Adi Iman Rananda, T Alief Aththorick, Zulkifli Lubis


Abstract


Kawasan Mangrove Pantai Sejarah Merupakan Hutan Kemasyarakatan (HKm) dengan luas 456 Ha, dimana 383 Ha Hutan Lindung (HL) dan 73 Ha Hutan Produksi Terbatas (HPT). Kurangnya informasi dan edukasi tentang fungsi hutan mangrove masih sangat minim, sehingga perlu adanya upaya kolaborasi antara pengelola, masyarakat dan pemerintah sebagai basis untuk pengambil kebijakan dan menunjang keberhasilan pengelolaan mangrove di kawasan mangrove pantai sejarah. Tujuan Penelitian ini adalah untuk menganalisis kualitas lingkungan dan merumuskan strategi pengelolaan. Manfaat penelitian yaitu sebagai bahan informasi bagi para praktisi dalam mengelola ekosistem mangrove di Pantai Sejarah.

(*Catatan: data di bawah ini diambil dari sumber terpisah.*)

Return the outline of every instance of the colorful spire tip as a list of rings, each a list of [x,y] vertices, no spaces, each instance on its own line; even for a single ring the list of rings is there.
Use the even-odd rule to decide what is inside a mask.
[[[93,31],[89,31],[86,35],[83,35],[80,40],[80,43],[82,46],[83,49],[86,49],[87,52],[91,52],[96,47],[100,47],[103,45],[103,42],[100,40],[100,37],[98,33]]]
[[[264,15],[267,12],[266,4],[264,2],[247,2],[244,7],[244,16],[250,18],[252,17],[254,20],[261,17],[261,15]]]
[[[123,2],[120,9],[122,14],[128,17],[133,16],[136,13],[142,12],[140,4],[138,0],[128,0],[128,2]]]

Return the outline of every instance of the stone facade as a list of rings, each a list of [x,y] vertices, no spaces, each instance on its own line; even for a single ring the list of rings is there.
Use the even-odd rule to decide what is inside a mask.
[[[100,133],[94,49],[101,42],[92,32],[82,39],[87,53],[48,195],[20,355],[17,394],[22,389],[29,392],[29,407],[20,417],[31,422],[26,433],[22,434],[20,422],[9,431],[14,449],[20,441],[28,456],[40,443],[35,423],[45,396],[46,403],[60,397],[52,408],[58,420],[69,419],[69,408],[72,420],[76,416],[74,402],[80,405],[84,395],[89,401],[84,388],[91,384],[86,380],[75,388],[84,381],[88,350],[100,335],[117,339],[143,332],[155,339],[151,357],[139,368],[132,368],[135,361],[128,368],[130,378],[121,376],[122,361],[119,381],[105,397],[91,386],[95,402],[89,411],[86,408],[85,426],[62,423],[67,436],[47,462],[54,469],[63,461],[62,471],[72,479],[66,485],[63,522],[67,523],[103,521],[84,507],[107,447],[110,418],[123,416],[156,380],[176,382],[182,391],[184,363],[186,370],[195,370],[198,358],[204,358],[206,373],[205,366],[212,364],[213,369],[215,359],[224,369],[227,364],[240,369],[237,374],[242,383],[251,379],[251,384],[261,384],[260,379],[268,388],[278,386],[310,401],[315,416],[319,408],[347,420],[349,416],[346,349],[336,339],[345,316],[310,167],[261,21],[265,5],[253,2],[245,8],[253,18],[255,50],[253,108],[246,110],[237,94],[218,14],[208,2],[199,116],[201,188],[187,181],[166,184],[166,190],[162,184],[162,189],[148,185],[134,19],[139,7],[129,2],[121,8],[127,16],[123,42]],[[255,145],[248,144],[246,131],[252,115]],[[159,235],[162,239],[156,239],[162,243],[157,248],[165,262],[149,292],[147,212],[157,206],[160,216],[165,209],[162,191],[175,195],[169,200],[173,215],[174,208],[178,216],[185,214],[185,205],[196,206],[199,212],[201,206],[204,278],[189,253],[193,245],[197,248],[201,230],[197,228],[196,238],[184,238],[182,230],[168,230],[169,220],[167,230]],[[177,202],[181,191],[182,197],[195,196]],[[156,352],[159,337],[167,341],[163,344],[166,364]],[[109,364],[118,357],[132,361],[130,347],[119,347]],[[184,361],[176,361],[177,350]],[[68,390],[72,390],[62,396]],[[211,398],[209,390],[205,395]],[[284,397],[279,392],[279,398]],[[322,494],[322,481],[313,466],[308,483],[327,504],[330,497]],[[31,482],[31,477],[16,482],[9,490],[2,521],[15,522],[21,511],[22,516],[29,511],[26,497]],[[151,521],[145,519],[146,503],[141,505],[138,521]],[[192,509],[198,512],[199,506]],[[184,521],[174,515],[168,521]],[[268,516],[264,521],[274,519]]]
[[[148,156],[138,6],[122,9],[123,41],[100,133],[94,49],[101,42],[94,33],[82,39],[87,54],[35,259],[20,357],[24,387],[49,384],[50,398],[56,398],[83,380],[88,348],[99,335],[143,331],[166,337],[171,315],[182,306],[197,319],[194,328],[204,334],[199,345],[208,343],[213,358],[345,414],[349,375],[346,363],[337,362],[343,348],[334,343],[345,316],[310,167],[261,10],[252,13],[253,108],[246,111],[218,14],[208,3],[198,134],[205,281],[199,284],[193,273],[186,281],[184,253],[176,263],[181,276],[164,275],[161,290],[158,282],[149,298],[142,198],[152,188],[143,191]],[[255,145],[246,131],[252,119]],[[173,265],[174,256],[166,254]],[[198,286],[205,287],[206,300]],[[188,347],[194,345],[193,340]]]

Metode yang digunakan dalam penelitian ini adalah metode survei, dimana kawasan hutan mangrove Pantai Sejarah sebagai lokasi penelitian.Strategi pengelolaan menggunakan analis SWOT. Hasil Kualitas Lingkungan Menunjukkan bahwa tingkat kerapatan sangat baik >1.500 p/ha, sementara kualitas perairan masih diambang baku mutu. Adapun faktor-faktor yang telah di analisis dapat dirumuskan beberapa strategi yaitu, Pemerintah daerah dan kelompok tani Cinta Mangrove kedepannya perlu memperbaiki kondisi kerapatan hutan mangrove di stasiun II yang terdegradasi dengan menggandeng pihak LSM, industri, akademisi dan masyarakat. Menegaskan aturan dan sanksi yang sudah ditetapkan dalam regulasi-regulasi pengelolaan ekosistem mangrove serta meningkatkan program ekowisata mangrove.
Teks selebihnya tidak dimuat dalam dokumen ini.